Abschnitt 2 OK-RdErl - Begriff, Erscheinungsformen und Indikatoren der Organisierten Kriminalität
Bibliographie
- Titel
- Richtlinie über die Zusammenarbeit von Staatsanwaltschaft und Polizei bei der Verfolgung der Organisierten Kriminalität
- Redaktionelle Abkürzung
- OK-RdErl,NI
- Normtyp
- Verwaltungsvorschrift
- Normgeber
- Niedersachsen
- Gliederungs-Nr.
- 21021
2.1 OK ist die von Gewinn- oder Machtstreben bestimmte planmäßige Begehung von Straftaten, die einzeln oder in ihrer Gesamtheit von erheblicher Bedeutung sind, wenn mehr als zwei Beteiligte auf längere oder unbestimmte Dauer arbeitsteilig
- a)
unter Verwendung gewerblicher oder geschäftsähnlicher Strukturen,
- b)
unter Anwendung von Gewalt oder anderer zur Einschüchterung geeigneter Mittel oder
- c)
unter Einflussnahme auf Politik, Medien, öffentliche Verwaltung, Justiz oder Wirtschaft
zusammenwirken. Der Begriff umfasst nicht Straftaten des Terrorismus.
2.2 Die Erscheinungsformen der OK sind vielgestaltig. Neben strukturierten, hierarchisch aufgebauten Organisationsformen (häufig zusätzlich abgestützt durch ethnische Solidarität und Abschottung, Sprache, Sitten, sozialen und familiären Hintergrund) finden sich - auf der Basis eines Systems persönlicher und geschäftlicher kriminell nutzbarer Verbindungen - Straftäterverflechtungen mit unterschiedlichem Bindungsgrad der Personen untereinander, deren konkrete Ausformung durch die jeweiligen kriminellen Interessen bestimmt wird.

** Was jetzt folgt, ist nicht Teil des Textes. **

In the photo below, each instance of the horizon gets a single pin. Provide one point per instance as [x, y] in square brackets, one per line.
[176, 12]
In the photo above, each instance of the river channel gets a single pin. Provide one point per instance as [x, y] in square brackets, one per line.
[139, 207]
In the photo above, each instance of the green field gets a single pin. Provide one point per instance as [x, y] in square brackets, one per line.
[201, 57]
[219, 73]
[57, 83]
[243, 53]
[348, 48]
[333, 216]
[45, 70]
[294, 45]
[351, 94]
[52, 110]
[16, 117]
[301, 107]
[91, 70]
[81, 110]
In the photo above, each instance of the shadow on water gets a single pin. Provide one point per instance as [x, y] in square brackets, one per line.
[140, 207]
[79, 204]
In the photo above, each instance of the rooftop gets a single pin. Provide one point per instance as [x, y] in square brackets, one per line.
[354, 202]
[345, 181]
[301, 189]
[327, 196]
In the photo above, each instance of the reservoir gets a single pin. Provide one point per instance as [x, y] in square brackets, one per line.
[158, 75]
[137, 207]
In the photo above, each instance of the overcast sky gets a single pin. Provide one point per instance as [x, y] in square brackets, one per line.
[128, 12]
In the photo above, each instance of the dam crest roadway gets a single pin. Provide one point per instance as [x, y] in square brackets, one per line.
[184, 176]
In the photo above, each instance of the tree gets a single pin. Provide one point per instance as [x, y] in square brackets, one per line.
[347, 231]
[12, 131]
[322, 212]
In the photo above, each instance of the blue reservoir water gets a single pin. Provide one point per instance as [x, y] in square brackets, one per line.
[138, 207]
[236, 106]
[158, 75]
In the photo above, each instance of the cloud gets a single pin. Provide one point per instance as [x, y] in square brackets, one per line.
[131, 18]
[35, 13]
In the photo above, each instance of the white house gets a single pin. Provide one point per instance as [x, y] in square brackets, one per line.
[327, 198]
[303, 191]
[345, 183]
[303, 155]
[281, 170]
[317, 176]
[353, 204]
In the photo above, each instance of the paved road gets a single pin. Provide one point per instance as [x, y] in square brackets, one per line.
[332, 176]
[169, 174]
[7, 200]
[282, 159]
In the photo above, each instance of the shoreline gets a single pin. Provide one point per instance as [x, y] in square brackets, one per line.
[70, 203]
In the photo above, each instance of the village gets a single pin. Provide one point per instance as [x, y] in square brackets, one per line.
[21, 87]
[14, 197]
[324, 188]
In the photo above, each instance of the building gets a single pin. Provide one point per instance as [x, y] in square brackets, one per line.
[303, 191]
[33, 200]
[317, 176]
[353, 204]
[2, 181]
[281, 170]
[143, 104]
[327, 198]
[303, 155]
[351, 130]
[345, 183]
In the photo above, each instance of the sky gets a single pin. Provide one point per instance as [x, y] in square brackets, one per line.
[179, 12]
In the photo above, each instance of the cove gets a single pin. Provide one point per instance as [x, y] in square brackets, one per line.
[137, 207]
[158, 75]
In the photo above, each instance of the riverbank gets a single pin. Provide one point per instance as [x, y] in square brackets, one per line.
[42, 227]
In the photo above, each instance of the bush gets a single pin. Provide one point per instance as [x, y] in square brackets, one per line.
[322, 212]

2.3 OK kann insbesondere in folgenden Kriminalitätsbereichen auftreten:
Rauschgifthandel und -schmuggel,
Waffenhandel und -schmuggel,
Kriminalität im Zusammenhang mit dem Nachtleben (vor allem Zuhälterei, Prostitution, Menschenhandel, illegales Glücks- und Falschspiel),
Schutzgelderpressung,
Cybercrime,
unerlaubte Arbeitsvermittlung und Beschäftigung,
illegale Einschleusung von Ausländerinnen und Ausländern,
Warenzeichenfälschung (Markenpiraterie),
Kapitalanlagebetrug,
Subventionsbetrug und Eingangsabgabenhinterziehung,
Fälschung und Missbrauch unbarer Zahlungsmittel,
Herstellung und Verbreitung von Falschgeld,
Verschiebung insbesondere hochwertiger Kraftfahrzeuge und von Lkw-, Container- und Schiffsladungen,
Betrug zum Nachteil von Versicherungen,
Einbruchsdiebstahl in Wohnungen mit zentraler Beuteverwertung,
Arznei- und Lebensmittelgesetzverstöße,
Geldwäsche.
Neben diesen Kriminalitätsbereichen zeichnen sich Ansätze von OK auch auf den Gebieten der Umweltkriminalität wie der illegalen Entsorgung von Sonderabfall und verbotenem Handel mit gefährlichen Abfällen sowie des illegalen Technologietransfers ab.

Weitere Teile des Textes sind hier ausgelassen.